Before we can talk about modernizing from a legacy Business Intelligence (BI) extract, we need to answer the questions: why are they used? And what are they?
The “why” behind extracts boils down to improved query performance on published dashboards. You can see more details about the “why” for data extracts in Tableau’s own words here, and for Microsoft PowerBI’s Import Mode here. We will term these “extracts” for the remainder of this article.
So what is an extract? Many BI tools offer a concept of data “extracts” – they allow data to be extracted to the tool for further massaging and direct queries, avoiding queries to the underlying database completely. To create an extract, the user runs a live query to the database from the BI tool, as themselves or with a service account. They then save that extracted data in a BI tool that’s tied to a visualization in a dashboard, and share that dashboard pointed to the extract with their dashboard consumers.
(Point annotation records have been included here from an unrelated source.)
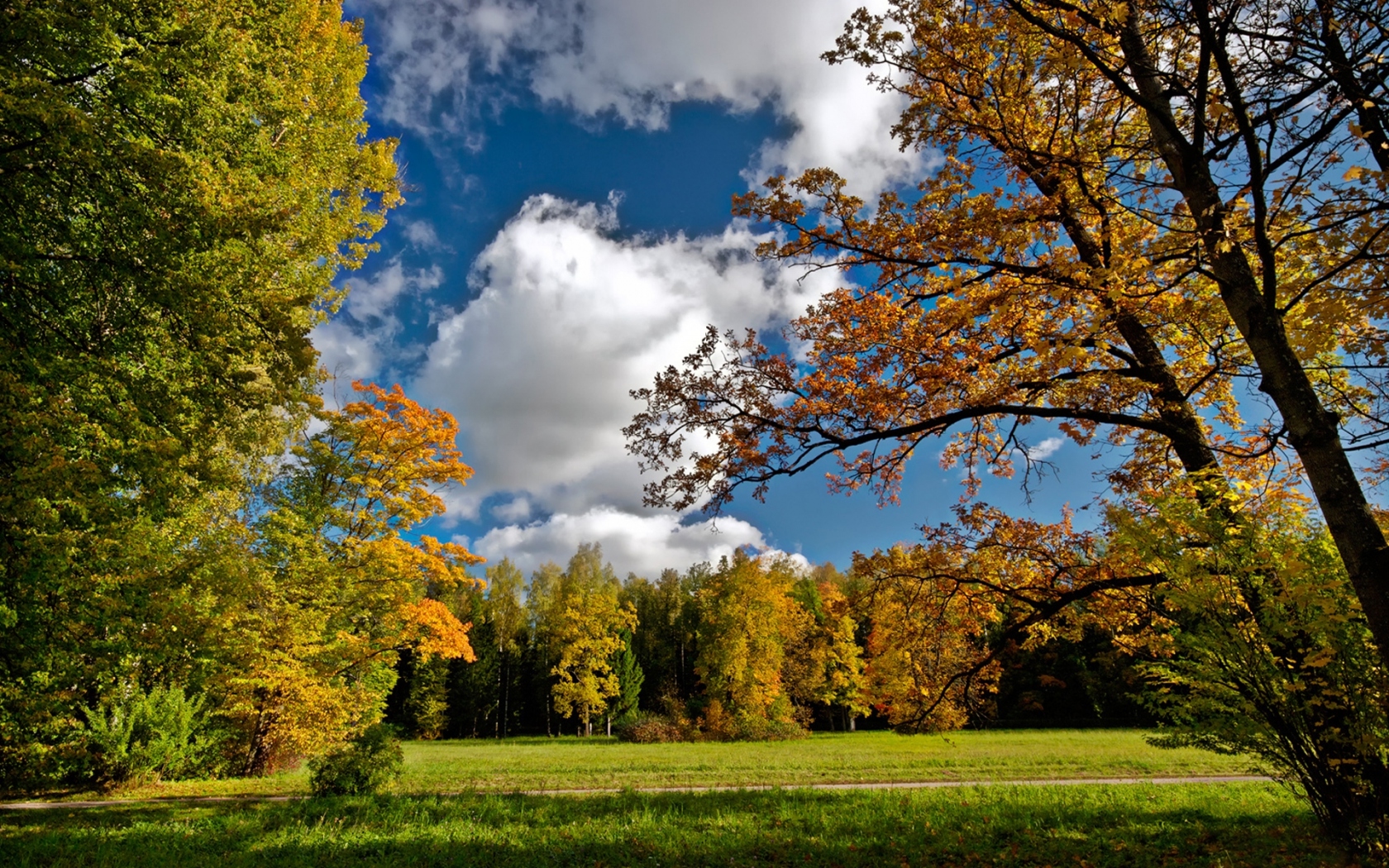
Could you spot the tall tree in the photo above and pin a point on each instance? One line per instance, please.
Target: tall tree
(747, 620)
(342, 585)
(589, 624)
(1139, 206)
(506, 614)
(179, 184)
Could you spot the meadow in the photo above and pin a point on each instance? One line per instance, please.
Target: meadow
(490, 821)
(1133, 825)
(864, 757)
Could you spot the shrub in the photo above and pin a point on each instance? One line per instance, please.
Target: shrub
(142, 737)
(645, 728)
(360, 767)
(776, 724)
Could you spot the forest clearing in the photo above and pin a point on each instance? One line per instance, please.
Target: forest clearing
(573, 763)
(489, 824)
(504, 531)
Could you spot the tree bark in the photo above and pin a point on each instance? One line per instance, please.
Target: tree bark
(1313, 431)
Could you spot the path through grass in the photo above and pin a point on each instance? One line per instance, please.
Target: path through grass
(599, 763)
(1139, 825)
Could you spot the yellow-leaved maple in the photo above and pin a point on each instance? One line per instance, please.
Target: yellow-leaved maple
(339, 584)
(1137, 207)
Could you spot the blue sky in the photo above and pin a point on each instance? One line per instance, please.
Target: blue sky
(567, 234)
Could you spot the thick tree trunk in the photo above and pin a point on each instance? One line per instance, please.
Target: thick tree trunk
(1311, 429)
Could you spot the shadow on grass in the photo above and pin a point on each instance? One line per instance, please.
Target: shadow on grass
(1231, 825)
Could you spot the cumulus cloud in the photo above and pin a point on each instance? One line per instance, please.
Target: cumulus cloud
(570, 317)
(1045, 449)
(643, 545)
(633, 60)
(361, 339)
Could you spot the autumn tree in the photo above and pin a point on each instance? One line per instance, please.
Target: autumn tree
(341, 584)
(747, 620)
(179, 184)
(666, 645)
(588, 625)
(824, 663)
(1139, 207)
(506, 614)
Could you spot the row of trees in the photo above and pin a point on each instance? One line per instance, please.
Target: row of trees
(1162, 226)
(749, 647)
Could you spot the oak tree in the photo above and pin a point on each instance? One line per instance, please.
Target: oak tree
(1141, 210)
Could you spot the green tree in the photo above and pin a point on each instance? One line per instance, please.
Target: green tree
(629, 680)
(506, 614)
(179, 184)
BI extracts are an anti-pattern to modern data engineering for two reasons.
1. Violate security: Extracts severely violate data security standards and guidelines. This article will specifically focus on how they break globally recognized security standards and guidelines across:
- NIST 800-207 Zero Trust Architecture,
- ISO/IEC 27017:2015 Information Technology – Security Techniques – Code Of Practice For Information Security Controls Based On ISO/IEC 27002 For Cloud Services, and
- CDMC’s Best Practices for Managing Data in the Cloud
2. Violate cloud/data engineering best practice: They are in conflict with the benefits and goals of moving to a modern data architecture
Let’s look closer at these violations and the security issues they create.
BI Extracts Violate Modern Data Security
The shift to the cloud has changed how we need to think about data security. No longer do apps sit between data and users; the need for more users to have direct access to data has never been higher, and it’s powered by data being the primary driver for the success of your business. Modern security practitioners have taken notice, and changes to global security standards and guidelines have reflected this shift. Adopting these standards allows your business to shift to modern data engineering best practices and accelerates data-driven initiatives.
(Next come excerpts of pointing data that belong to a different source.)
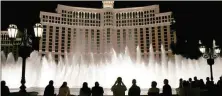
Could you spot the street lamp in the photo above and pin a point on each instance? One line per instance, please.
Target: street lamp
(210, 54)
(24, 47)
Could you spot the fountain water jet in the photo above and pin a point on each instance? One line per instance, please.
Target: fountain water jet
(75, 70)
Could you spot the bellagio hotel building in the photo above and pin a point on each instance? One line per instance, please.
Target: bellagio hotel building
(97, 31)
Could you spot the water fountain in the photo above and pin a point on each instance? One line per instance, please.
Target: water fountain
(75, 70)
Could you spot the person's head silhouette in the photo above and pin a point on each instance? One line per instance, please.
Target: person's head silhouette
(153, 84)
(134, 81)
(119, 80)
(50, 82)
(85, 85)
(190, 79)
(64, 84)
(3, 83)
(96, 84)
(208, 79)
(166, 81)
(195, 78)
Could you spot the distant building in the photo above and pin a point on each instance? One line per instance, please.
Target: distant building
(92, 30)
(6, 45)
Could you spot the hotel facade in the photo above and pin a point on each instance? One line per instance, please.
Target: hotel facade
(97, 31)
(7, 46)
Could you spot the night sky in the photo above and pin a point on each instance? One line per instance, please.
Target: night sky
(194, 20)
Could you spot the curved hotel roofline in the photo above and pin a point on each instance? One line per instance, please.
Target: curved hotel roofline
(103, 28)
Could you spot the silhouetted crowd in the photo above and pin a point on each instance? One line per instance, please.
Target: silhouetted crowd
(119, 88)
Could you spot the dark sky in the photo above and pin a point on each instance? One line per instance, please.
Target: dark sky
(195, 20)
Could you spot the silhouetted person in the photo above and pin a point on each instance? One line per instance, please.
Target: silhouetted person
(49, 90)
(4, 89)
(195, 83)
(186, 84)
(167, 91)
(191, 83)
(208, 83)
(119, 88)
(85, 90)
(97, 90)
(202, 85)
(181, 83)
(153, 91)
(64, 90)
(219, 83)
(134, 90)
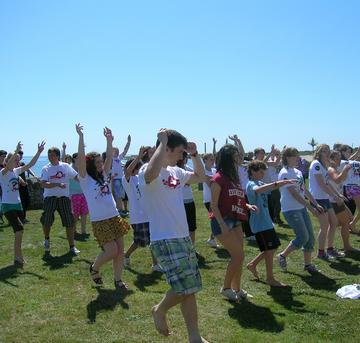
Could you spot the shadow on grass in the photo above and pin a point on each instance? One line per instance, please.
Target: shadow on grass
(107, 300)
(256, 317)
(145, 280)
(318, 281)
(285, 297)
(57, 262)
(13, 272)
(346, 267)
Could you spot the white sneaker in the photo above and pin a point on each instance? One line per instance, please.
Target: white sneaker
(242, 294)
(126, 262)
(74, 251)
(229, 294)
(212, 243)
(47, 245)
(156, 268)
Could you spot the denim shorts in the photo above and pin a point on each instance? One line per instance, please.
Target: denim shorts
(230, 222)
(325, 204)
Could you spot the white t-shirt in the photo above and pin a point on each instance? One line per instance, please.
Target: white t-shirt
(10, 186)
(287, 201)
(316, 168)
(353, 177)
(61, 173)
(187, 190)
(164, 203)
(117, 169)
(136, 200)
(243, 176)
(206, 188)
(99, 198)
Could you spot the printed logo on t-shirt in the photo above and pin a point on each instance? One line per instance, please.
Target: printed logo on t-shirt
(58, 175)
(14, 184)
(171, 182)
We will first focus on how BI extracts violate modern data security. To do so, we’ll ground ourselves in a strong understanding of the latest data security guidelines recommended by NIST, ISO, and CDMC.
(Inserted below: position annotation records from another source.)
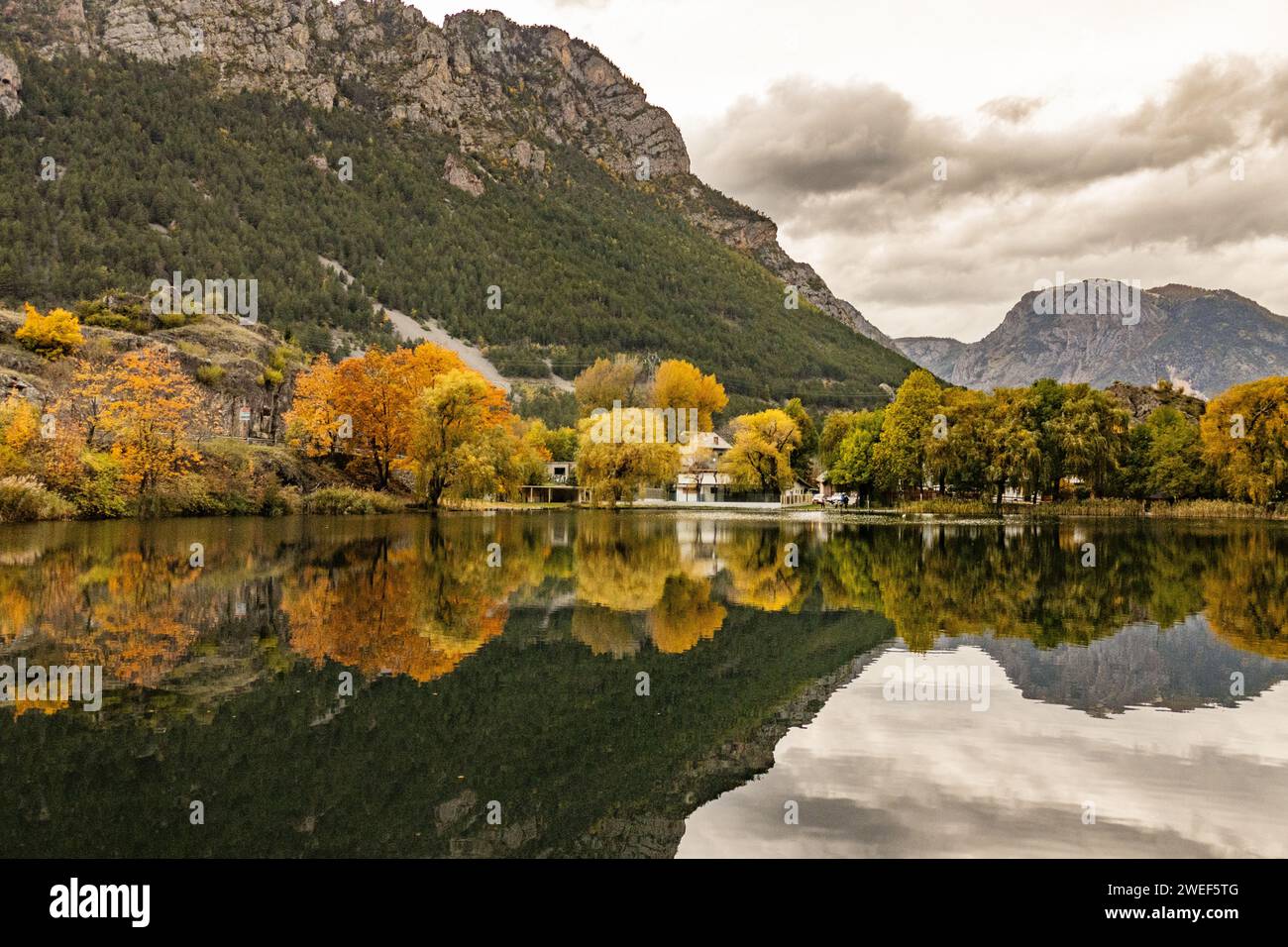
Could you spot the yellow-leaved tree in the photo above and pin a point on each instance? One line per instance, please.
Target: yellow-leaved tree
(761, 454)
(682, 386)
(1244, 436)
(463, 442)
(52, 335)
(20, 427)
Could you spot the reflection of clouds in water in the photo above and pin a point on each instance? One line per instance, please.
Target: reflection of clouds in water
(884, 779)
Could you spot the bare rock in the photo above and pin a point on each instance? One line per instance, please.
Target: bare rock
(458, 174)
(11, 86)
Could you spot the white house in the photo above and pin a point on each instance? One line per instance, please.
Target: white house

Key guidelines of NIST Zero Trust (ZT) require that you:
- Have a detailed inventory of all data resources and actors across the enterprise in conjunction with business processes to assess risk and understand where to enforce ZT.
- Ensure policy decisions and enforcement are as close as possible to the resource and continually evaluate access using dynamic policy.
- Not assume authentication and authorization to one resource will automatically grant access to a different resource, and that access control enforcement is as granular as possible.
Key guidelines of ISO 27017 include:
- Art 8 Asset Management, which requires the organization to have an inventory of information assets, or data sets, stored in the cloud (8.1.1). These data sets need to be labeled (8.2.2) and have owners (8.1.2).
- Art 9 Access Controls, which requires that the organization manages access controls at the level of the data set (9.4.1). It also refers to ISO 27040, which states that the organization needs to employ access controls that guard against unauthorized access from other cloud service users (tenants) while providing appropriate access privileges to users permitted to access the data.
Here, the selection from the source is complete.